32kb grapheme 144kb uniseg 600kb apsw.unicode (can be 200kb smaller) 40mb pyicu
Table unrolling
The tables end up with each row containing three integer fields:
- Start codepoint
- End codepoint
- Category
Everybody stores them sorted, and then uses a binary search to find the row matching a codepoint. There are 2 to 4 thousand rows in each table meaning up to 12 comparisons are needed to find a particular row, which is negligible to a CPU.
The contents of the tables are known at compile time, and do not change. That led me to thinking that instead of generating tables, I could generate the comparisons instead. (This is similar to loop unrolling).

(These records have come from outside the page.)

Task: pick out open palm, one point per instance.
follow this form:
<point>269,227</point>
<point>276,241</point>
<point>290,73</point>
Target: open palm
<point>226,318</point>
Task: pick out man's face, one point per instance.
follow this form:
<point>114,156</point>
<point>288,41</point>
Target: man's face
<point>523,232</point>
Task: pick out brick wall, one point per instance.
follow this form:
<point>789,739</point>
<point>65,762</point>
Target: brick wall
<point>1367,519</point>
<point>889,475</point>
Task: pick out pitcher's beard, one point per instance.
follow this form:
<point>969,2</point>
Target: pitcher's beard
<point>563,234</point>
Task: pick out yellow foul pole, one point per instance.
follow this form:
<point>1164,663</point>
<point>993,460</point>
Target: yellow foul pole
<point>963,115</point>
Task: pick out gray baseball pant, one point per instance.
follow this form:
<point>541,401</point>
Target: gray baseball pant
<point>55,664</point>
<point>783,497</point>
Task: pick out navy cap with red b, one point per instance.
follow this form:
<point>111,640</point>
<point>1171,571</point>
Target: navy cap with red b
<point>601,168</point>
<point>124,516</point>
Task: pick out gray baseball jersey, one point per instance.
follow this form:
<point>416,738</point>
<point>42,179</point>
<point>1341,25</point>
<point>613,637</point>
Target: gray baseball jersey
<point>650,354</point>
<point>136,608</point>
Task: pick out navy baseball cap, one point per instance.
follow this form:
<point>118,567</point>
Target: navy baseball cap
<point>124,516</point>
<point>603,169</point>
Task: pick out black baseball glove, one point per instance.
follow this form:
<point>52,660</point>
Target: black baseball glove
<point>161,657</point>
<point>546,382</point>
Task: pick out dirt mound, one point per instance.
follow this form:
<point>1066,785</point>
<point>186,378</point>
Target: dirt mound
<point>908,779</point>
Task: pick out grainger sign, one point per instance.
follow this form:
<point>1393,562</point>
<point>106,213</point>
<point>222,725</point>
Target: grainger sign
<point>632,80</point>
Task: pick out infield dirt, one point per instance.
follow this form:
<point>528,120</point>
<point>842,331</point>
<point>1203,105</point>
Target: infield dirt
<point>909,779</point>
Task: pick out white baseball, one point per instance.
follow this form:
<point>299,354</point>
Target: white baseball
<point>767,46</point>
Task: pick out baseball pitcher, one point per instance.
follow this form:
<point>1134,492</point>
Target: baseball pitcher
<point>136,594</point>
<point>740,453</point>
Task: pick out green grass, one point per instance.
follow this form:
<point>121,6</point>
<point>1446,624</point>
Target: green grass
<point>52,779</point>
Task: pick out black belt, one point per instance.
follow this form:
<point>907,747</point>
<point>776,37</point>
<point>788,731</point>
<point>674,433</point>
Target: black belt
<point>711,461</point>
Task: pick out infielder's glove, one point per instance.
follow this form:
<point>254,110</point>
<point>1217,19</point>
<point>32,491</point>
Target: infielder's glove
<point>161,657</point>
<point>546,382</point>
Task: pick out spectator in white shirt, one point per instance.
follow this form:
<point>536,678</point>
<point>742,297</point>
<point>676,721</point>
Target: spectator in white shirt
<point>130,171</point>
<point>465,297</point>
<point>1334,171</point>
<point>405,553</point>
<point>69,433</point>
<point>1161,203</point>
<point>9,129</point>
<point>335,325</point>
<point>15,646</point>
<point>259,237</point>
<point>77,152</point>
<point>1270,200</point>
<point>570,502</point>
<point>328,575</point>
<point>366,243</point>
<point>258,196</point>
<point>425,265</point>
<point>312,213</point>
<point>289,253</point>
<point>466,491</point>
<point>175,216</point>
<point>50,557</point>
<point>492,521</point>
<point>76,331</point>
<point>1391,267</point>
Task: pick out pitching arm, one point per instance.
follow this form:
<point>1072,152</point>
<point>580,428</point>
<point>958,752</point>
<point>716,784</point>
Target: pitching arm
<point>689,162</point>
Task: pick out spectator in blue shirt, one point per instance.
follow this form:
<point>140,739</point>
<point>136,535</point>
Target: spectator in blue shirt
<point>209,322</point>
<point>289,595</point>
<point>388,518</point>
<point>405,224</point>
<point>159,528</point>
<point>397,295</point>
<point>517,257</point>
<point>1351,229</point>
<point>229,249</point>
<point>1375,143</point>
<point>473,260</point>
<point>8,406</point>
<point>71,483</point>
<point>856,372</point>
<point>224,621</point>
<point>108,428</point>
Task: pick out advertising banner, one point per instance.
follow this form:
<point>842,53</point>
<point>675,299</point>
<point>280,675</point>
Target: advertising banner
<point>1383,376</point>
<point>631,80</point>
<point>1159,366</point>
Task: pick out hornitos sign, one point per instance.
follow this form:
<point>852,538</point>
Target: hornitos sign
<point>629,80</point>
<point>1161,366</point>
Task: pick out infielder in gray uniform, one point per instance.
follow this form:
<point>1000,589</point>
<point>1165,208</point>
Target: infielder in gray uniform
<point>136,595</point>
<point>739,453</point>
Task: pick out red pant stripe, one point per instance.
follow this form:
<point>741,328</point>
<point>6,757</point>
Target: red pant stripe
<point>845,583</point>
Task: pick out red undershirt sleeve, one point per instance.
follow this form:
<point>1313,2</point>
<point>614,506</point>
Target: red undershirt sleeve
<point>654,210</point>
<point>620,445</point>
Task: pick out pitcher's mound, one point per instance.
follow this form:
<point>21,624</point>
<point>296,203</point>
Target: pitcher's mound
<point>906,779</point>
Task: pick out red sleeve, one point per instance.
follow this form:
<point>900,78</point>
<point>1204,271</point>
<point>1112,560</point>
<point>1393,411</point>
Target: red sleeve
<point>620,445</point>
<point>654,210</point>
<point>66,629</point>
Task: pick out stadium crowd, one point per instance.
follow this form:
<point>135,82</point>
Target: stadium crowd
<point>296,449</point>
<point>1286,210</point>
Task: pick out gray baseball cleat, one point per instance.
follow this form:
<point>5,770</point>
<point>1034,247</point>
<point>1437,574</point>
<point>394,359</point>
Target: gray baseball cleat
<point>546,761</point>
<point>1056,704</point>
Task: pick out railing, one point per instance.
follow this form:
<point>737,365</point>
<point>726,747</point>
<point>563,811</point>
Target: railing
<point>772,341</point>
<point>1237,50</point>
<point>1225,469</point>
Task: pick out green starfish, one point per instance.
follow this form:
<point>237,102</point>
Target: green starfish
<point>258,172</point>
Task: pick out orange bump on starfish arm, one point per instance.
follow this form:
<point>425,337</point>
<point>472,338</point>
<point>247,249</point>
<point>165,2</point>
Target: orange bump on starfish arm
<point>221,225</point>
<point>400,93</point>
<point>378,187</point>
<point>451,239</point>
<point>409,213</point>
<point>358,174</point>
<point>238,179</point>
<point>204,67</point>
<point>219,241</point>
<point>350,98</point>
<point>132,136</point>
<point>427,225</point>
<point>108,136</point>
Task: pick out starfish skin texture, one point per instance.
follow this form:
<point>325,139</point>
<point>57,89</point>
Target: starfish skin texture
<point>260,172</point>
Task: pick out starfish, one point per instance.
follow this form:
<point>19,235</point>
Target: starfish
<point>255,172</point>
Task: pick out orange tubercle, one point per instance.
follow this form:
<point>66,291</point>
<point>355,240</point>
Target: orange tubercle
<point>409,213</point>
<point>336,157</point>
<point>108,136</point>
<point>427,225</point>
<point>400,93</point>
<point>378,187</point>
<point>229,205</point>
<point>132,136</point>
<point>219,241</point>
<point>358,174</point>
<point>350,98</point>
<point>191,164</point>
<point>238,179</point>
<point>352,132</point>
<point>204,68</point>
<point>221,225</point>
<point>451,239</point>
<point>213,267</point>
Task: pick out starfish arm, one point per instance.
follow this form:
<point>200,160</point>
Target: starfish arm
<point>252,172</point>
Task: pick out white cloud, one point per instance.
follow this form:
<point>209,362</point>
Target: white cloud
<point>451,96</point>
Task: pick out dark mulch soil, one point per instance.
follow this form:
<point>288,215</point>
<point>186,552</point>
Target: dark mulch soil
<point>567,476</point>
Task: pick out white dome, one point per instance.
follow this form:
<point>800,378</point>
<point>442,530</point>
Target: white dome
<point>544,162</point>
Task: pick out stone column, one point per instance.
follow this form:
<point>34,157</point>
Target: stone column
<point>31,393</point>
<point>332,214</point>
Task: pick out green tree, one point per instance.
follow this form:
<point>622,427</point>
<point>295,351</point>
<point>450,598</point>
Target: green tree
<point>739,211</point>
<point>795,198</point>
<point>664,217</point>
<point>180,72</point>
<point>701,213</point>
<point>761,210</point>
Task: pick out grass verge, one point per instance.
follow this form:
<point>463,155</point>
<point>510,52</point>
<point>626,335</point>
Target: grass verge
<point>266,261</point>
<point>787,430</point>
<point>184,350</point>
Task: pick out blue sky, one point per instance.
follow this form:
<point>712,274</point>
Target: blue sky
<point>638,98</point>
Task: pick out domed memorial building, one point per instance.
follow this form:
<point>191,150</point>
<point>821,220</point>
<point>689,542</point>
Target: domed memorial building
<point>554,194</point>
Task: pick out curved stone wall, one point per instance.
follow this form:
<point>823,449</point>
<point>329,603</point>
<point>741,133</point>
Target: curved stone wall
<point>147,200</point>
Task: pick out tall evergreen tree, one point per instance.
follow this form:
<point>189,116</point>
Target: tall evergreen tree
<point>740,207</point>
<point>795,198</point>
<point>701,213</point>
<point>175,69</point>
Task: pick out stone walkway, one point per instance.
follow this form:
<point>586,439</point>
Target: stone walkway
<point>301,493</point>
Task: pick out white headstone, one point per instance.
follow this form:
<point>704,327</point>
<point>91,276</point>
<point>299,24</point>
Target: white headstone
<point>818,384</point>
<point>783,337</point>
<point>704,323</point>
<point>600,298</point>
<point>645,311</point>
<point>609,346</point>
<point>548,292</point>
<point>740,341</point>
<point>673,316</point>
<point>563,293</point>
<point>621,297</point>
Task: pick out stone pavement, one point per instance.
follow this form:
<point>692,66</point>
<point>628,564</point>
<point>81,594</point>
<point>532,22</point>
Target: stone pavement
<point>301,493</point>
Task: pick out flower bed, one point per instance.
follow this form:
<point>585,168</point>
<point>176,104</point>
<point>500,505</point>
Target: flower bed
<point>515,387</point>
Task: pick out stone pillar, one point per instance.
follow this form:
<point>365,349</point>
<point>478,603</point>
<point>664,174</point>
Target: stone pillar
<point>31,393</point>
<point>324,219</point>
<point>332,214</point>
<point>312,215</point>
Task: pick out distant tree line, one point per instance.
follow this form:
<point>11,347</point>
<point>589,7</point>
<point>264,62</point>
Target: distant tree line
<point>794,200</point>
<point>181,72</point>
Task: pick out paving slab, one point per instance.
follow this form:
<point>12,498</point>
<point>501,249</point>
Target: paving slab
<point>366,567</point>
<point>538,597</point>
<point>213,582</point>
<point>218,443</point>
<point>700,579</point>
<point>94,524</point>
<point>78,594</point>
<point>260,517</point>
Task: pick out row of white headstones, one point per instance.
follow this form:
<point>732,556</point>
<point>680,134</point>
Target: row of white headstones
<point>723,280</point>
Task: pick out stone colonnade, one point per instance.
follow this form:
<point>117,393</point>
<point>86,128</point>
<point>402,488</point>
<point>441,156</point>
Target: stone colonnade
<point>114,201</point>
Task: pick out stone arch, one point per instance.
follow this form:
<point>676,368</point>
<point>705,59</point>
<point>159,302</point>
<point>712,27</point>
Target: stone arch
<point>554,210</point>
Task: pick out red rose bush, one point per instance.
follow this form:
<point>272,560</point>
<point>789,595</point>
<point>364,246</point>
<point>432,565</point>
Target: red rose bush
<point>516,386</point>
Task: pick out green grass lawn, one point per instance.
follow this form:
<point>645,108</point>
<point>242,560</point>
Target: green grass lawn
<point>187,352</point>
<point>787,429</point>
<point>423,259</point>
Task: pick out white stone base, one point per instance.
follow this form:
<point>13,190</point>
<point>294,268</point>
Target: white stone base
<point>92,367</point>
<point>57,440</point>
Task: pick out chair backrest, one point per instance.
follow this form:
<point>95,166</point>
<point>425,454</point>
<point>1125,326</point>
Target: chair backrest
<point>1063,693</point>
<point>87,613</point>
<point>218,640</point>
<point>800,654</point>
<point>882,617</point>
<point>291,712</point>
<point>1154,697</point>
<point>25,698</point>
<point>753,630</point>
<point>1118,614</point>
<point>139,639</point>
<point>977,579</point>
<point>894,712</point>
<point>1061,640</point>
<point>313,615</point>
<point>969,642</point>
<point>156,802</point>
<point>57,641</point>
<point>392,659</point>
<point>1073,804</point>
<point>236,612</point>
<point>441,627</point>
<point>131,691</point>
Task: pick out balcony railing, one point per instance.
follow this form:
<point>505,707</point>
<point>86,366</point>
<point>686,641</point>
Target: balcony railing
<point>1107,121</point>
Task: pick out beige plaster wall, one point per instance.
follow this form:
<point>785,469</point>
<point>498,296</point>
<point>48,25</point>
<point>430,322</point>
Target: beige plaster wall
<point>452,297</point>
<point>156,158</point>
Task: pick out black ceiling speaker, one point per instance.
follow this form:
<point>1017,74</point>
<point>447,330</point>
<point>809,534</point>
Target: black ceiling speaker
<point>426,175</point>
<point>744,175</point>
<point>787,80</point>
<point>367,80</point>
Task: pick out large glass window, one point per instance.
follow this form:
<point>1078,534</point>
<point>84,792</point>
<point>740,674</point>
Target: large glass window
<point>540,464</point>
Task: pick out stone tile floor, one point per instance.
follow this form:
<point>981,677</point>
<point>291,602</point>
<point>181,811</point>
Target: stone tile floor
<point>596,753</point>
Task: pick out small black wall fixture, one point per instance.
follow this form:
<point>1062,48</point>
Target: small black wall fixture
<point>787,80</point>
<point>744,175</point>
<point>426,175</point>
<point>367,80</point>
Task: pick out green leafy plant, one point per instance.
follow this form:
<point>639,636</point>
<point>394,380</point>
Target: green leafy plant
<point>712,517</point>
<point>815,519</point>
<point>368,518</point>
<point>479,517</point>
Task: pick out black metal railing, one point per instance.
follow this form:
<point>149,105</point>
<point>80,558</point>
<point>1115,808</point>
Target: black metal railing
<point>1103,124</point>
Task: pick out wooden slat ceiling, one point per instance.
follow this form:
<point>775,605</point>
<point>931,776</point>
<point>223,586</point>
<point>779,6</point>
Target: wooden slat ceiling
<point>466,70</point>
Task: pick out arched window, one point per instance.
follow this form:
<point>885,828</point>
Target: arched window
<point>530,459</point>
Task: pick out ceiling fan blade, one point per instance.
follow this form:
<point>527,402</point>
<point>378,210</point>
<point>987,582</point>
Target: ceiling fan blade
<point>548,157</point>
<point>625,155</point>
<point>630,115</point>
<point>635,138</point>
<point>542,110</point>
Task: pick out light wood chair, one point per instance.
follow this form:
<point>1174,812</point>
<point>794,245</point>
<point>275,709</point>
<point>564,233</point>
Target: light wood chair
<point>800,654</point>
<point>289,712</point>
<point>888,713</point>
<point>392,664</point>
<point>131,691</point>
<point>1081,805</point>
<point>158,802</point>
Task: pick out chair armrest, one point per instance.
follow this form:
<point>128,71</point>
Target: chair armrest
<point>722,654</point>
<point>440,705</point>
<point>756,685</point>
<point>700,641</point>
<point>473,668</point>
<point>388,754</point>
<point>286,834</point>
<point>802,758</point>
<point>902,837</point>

The resulting compiled code turned out to be smaller than the corresponding data tables, so I went with that. (It is even branch predictor friendly which tables are not.) The densest compilation results in code about 60% the size of tables, while 16 byte aligned is around 95% (but with lots of padding nops <https://en.wikipedia.org/wiki/NOP_(code)>).
msvc defaults to densest and shaves 200kb off the binary size, while clang and gcc both do alignment. Examining the assembly code showed that it matched the comparisons.